Bug: mgt API users endpoint fails in many ways.

I’ve got a pending ticket with support that I’d like to share here in case others struggle with the same or related issues.

The query gets users with lucene:

curl -H “Authorization: Bearer $token”
https://my-tenant.auth0.com/api/v2/users?fields=user_metadata&include_fields=true&q=_exists_:user_metadata.myCheckObj.myCheckProp&search_engine=v2

(The token was an API Explorer Client token in this case.)

The query has 3 issues, listed by prio:

  1. Query returns outdated user_metadata object.

After adding new properties to the user_metadata object, they are visible when browsing the user_metadata editor in the dashboard/user details, but the query returns the old object without the added props.

  1. Query fails with a 503 error (quite) some times.

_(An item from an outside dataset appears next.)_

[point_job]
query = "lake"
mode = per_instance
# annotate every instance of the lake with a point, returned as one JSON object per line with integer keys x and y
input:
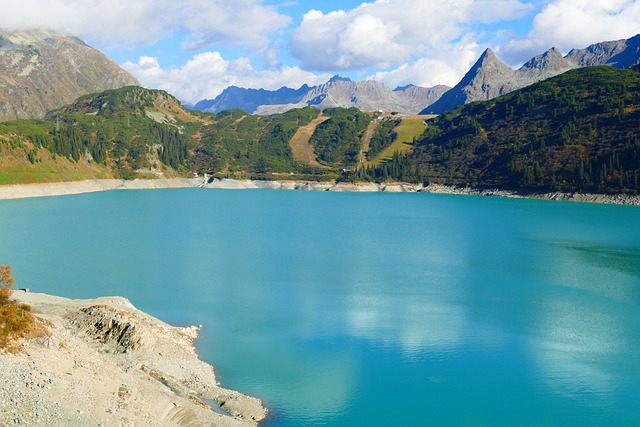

  2. Query fails with a 500 error in a new tenant before creating a first user.

When you call the query and it doesn’t work, this could be the issue. The response is pasted below. Immediately after creating a user (even if deleting it again), the query starts working (returning ] in case of no users).

{“statusCode”:500,“error”:“Internal
Server Error”,“message”:“An internal
server error
occurred”,“errorCode”:“IndexMissingException[my-tenant]
missing]”}

We can work around 2 and 3, but 1 is pretty annoying.

Edit:

Thanks for updating, that’s in line with the support answers and my experience.

on #3, this is particularly relevant for multi-stage deployments.

Multi-stage deployments are done in order to ensure that an auth0 production tenant is flawlessly set up from a deterministic process like a setup script. With that, instead of manually playing around with options until “things work” in production, you play with a script in staging, test it in test, and deploy it one time in prod.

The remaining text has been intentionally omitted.